Había columnitas, ampollas, redomas de las que salía un solo chorro, o muchos de muchas pequeñas trompas; otras tenían en el ápice como un arca, de cuyas ventanas goteaba una riada, que formaba cayendo un sauce doblemente llorón. Una, como un tronco cilindrico, generaba en la coronilla muchos cilindros menores orientados en diferentes direcciones, casi como un bajel de Malta alado, en dulce batalla de sus bocas de fuego, que antes regala que destroza vidas su artillería de aguas.
Había algunas empenachadas, otras crinadas y barbudas, con tantas variedades cuantas las estrellas de los Reyes Magos en los belenes, cuya cola sus rociadas imitaban. En una posaba la estatua de un muchacho que con la izquierda sostenía una sombrilla, de cuyas nervaduras procedían otros tantos surtidores; pero con la diestra el muchacho tendía su miembrecito, y confundía en una pila su orina con las aguas que venían de la cúpula.
En otra se posaba sobre el capitel un pez con una gran cola que parecía que acabara de tragarse a Jonás, y emanaba cristales tanto por la boca como por dos agujeros que se le abrían encima de los ojos. Y a caballo estaba un amorcillo apercibido de tridente. Una fuente en forma de flor sostenía con su chorro una pelota; otra aún era un árbol cuyas muchas flores hacían cada una girar una esfera, y parecía que muchos planetas se movían el uno alrededor del otro en aquel cielo del agua. Había otra donde una hermosa bóveda de cristal yacía sobre una taza de mármol blanco y en ella se entraban cuatro luces, sitiadas de amenidad mas no ofendidas por el líquido elemento.
Substituyendo el aire con el agua, había algunas en forma de cañas de órgano, que no emitían sonidos sino hálitos licuados, y substituyendo el agua con el fuego, había algunas en forma de candelabro, donde lumbres inflamadas en el centro de la columna que les era sostén arrojaban fulgores sobre las espumas que desbordaban por doquier.

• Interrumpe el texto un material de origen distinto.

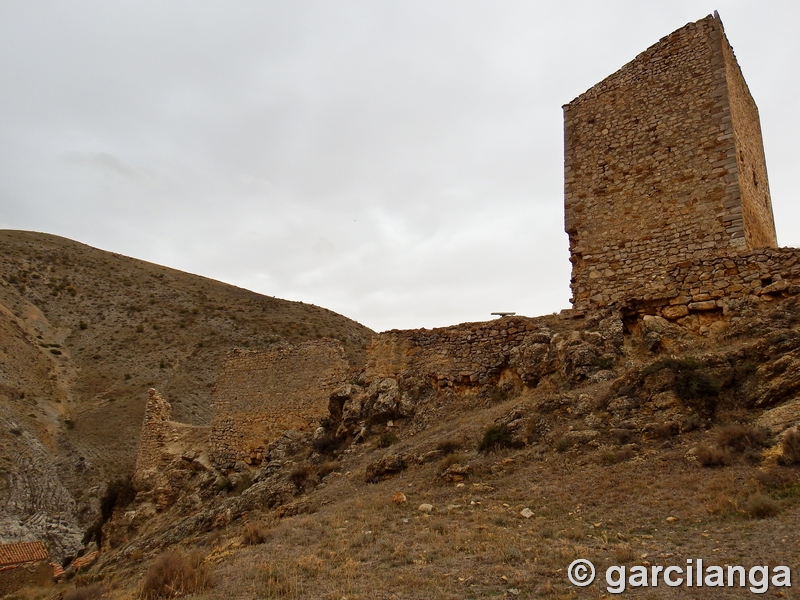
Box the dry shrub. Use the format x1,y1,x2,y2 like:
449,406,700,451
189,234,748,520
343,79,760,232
139,550,212,600
376,431,397,448
242,521,269,546
438,454,459,475
755,466,797,489
597,446,636,466
717,425,769,452
695,444,733,467
613,544,639,565
63,583,106,600
317,460,342,479
436,438,461,455
780,429,800,466
289,463,314,490
478,423,514,453
742,492,781,519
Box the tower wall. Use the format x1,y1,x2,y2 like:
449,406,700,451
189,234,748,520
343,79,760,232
564,16,776,308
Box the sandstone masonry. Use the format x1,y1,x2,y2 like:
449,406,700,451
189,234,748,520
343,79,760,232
133,388,210,490
564,14,776,309
210,340,349,469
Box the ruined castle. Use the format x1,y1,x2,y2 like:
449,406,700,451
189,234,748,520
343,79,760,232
564,14,800,319
131,14,800,481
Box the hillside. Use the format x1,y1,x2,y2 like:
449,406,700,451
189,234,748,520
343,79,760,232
37,297,800,600
0,231,372,556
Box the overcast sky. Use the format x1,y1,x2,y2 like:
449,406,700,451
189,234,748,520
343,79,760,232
0,0,800,330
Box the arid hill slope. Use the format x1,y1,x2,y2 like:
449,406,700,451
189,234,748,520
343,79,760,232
0,231,372,556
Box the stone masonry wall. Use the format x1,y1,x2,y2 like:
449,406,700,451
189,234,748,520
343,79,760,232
366,317,549,387
210,339,349,469
564,16,776,309
365,311,622,392
631,248,800,319
720,27,778,248
133,389,210,489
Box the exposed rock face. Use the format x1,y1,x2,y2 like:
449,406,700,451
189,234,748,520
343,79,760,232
564,16,780,318
210,340,349,469
0,405,83,560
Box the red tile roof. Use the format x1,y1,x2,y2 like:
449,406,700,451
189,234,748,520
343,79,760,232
0,542,50,567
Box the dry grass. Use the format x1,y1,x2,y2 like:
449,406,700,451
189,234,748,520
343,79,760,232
139,550,213,600
62,583,106,600
742,492,781,519
695,444,734,467
780,428,800,465
242,521,270,546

Otra parecía un pavo real, un copete en la cabeza, y una amplia cola abierta, a la cual el cielo suministraba los colores. Por no hablar de algunas que parecían asientos para un peinador de pelucas, y se adornaban de cabelleras cantarinas. En una, un girasol se expandía en escarcha. Y otra tenía el rostro mismo del sol finamente esculpido, cincelada de piquitos la circunferencia, de suerte que el astro no derramaba rayos, sino frescura.

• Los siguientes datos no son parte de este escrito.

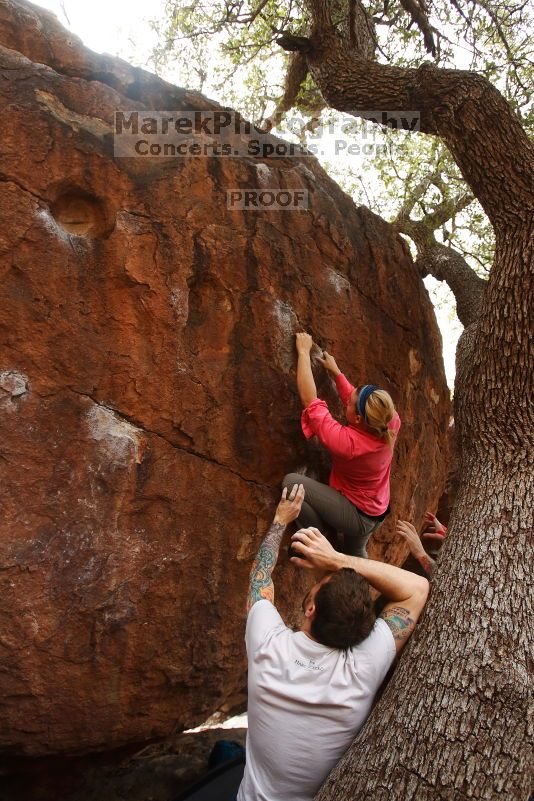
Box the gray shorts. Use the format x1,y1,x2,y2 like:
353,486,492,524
282,473,383,559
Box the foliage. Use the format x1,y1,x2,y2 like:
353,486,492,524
153,0,534,272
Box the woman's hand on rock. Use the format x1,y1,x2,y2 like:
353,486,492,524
396,520,425,558
274,484,304,526
319,350,341,375
295,332,313,355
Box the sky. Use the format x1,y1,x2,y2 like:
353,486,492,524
34,0,462,389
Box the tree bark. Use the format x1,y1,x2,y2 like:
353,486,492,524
415,240,487,326
316,231,534,801
284,0,534,801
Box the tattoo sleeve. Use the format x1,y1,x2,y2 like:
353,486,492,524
382,606,415,642
247,523,286,611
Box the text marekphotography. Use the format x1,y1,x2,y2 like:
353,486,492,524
114,109,420,158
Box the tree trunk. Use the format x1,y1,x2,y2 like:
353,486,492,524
286,0,534,801
316,231,534,801
416,240,487,326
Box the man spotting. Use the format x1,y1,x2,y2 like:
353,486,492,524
237,485,429,801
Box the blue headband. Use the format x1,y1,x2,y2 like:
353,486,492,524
358,384,380,422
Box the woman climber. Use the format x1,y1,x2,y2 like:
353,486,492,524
283,333,401,557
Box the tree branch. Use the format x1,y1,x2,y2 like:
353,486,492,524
263,50,308,132
298,7,534,230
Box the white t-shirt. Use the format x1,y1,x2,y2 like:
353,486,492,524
237,600,395,801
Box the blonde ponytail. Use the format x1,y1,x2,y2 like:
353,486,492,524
365,389,395,448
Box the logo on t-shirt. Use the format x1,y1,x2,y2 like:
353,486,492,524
295,659,325,673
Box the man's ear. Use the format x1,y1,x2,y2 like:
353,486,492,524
304,601,315,620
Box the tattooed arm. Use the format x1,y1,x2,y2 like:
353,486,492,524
247,484,304,612
291,528,429,653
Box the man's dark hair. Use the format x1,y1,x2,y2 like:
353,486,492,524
311,567,376,650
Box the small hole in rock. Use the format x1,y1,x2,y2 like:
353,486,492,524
51,190,111,238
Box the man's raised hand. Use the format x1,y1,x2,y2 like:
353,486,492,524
274,484,304,526
291,528,339,571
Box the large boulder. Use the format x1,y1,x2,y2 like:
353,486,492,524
0,0,449,755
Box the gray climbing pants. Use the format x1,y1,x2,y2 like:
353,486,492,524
282,473,383,559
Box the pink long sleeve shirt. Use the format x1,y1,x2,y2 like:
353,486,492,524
301,373,401,517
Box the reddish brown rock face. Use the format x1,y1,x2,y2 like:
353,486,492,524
0,0,448,754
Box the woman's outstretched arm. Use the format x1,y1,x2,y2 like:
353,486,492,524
296,333,317,408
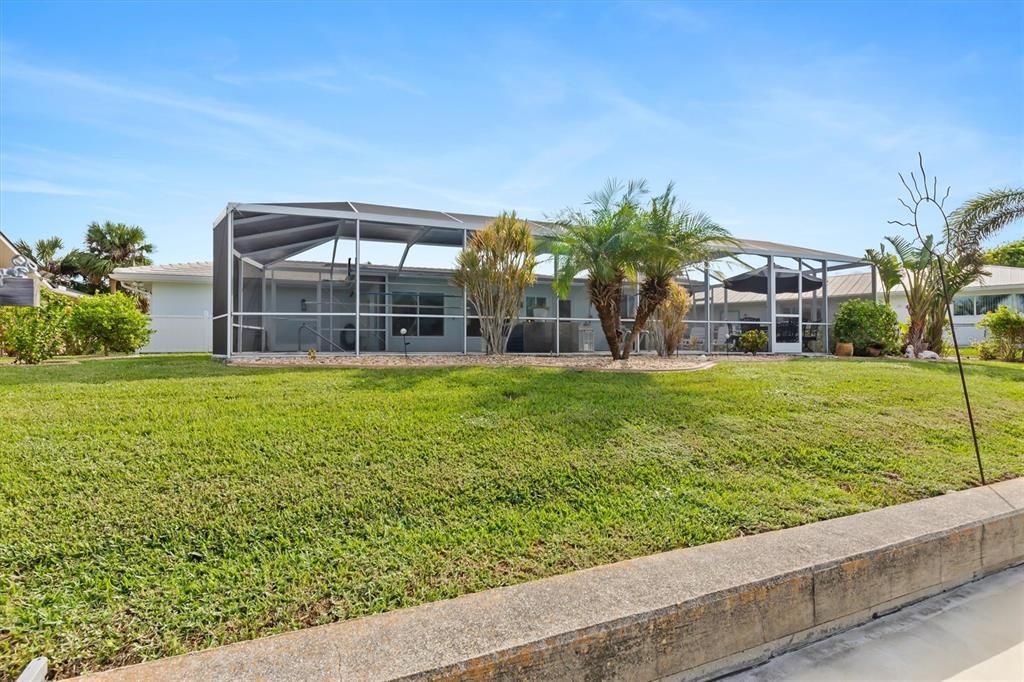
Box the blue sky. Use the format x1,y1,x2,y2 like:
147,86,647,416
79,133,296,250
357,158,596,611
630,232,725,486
0,0,1024,262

En una volteaba un cilindro que eyaculaba la fama de estas linfas por una serie de acanaladuras en espiral. Había unas en forma de boca de león o de tigre, de fauces de grifo, de lengua de serpiente, e incluso de mujer que lloraba tanto de los ojos como de los senos. Y faunos y delfines, unos subiendo el agua y otros que vomitándola abajo la contradecían. Y era todo un manar de seres alados, salpicar de cisnes, regar de trompas de elefantes nilíacos, efundir de ánforas alabastrinas, desvenarse de cornucopias.

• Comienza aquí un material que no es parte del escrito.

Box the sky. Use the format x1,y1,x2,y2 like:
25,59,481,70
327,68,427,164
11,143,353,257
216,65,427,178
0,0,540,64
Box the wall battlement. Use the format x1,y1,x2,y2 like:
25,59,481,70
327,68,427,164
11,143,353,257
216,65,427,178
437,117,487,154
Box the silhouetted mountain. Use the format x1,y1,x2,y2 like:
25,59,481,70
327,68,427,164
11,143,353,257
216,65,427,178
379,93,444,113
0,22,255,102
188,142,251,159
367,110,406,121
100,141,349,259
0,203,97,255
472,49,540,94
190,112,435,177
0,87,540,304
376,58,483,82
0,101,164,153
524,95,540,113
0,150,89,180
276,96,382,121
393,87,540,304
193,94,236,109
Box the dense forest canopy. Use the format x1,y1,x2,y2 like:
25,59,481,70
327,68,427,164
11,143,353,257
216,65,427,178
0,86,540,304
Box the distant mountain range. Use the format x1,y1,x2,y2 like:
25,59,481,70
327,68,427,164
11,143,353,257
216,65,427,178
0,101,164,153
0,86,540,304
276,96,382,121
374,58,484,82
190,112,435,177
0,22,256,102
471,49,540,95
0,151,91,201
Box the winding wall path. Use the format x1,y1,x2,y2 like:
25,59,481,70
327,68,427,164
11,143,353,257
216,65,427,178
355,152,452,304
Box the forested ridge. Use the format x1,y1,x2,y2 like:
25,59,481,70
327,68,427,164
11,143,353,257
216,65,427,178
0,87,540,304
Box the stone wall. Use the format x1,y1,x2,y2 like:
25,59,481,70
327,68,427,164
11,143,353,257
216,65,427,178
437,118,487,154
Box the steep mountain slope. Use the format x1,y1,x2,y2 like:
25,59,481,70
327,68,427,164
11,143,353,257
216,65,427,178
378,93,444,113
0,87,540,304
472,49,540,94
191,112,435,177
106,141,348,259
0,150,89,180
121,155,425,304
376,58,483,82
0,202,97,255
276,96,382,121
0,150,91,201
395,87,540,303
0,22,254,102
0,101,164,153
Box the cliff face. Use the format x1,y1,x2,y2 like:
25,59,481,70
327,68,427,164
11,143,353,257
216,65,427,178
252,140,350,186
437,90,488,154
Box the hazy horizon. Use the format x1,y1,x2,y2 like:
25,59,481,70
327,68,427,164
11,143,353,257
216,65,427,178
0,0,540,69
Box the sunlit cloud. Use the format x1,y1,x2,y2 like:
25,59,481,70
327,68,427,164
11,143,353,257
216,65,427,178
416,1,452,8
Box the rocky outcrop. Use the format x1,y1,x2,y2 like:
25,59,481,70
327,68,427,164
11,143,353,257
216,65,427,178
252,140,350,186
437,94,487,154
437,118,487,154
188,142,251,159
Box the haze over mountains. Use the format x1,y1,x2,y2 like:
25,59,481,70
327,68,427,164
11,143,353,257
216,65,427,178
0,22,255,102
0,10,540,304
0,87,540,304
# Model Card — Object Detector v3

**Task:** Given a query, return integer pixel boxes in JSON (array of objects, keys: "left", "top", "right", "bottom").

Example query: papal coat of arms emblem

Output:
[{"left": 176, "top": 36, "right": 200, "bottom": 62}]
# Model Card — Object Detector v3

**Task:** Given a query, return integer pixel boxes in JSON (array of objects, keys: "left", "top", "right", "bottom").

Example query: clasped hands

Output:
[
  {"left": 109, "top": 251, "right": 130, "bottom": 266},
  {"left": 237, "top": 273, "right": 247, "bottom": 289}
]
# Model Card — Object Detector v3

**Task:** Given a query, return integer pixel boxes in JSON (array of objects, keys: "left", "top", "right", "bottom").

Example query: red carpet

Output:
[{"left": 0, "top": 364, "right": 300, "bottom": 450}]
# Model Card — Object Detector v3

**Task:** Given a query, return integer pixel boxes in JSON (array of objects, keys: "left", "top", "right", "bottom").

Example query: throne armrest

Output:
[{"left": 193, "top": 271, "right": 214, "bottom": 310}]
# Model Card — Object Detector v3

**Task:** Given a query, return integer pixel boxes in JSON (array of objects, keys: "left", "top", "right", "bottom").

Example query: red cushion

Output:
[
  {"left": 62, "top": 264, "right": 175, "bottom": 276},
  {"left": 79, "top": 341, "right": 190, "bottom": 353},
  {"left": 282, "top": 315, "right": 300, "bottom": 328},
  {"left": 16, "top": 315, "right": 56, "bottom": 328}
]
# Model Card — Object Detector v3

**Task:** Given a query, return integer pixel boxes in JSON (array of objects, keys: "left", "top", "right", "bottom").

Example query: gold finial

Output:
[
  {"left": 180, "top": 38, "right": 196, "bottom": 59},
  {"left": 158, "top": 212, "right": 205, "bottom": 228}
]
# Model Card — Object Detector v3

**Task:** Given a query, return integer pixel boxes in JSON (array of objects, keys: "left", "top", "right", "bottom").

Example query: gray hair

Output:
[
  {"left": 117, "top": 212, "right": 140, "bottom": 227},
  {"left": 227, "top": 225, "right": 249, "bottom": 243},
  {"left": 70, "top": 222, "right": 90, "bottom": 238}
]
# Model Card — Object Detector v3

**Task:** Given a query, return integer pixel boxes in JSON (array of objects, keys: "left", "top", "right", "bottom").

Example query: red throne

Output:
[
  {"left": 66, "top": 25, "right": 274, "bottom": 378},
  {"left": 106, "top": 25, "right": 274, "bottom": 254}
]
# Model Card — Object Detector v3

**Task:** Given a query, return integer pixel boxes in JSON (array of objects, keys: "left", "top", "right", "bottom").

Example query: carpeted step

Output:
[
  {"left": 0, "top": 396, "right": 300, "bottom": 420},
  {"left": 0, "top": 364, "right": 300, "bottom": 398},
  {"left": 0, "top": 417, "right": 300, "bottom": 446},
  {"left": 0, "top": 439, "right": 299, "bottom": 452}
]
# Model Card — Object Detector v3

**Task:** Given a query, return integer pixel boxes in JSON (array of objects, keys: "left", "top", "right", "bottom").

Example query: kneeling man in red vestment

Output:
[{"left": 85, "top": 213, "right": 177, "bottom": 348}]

Todas visiones que para Roberto, si bien se mira, eran un ir de mal en peor.
Entretanto, en el valle, los amantes ya saciados no tuvieron sino que tender la mano y aceptar de una sarmentosa vid el obsequio de sus tesoros, y una higuera, cual si quisiera llorar por ternura del espiado connubio, destiló lágrimas de miel, mientras en un almendro, que todo se florecía de gemas, gemía la Paloma Naranjada…
Hasta que Roberto se despertó, empapado de sudor.
—¡Cómo —se decía—, yo he cedido a la tentación de vivir por interposición de Ferrante, mas agora doy en la cuenta de que es Ferrante el que ha vivido por interposición de mí mismo, y mientras yo forjaba quimeras él vivía de verdad lo que yo le he permitido vivir!
Para enfriar la rabia, y para tener visiones que (aquéllas por lo menos) a Ferrante le eran negadas, habíase movido de nuevo de primera mañana, amarra en el costado y Persona Vitrea sobre el rostro, hacia su mundo de los corales.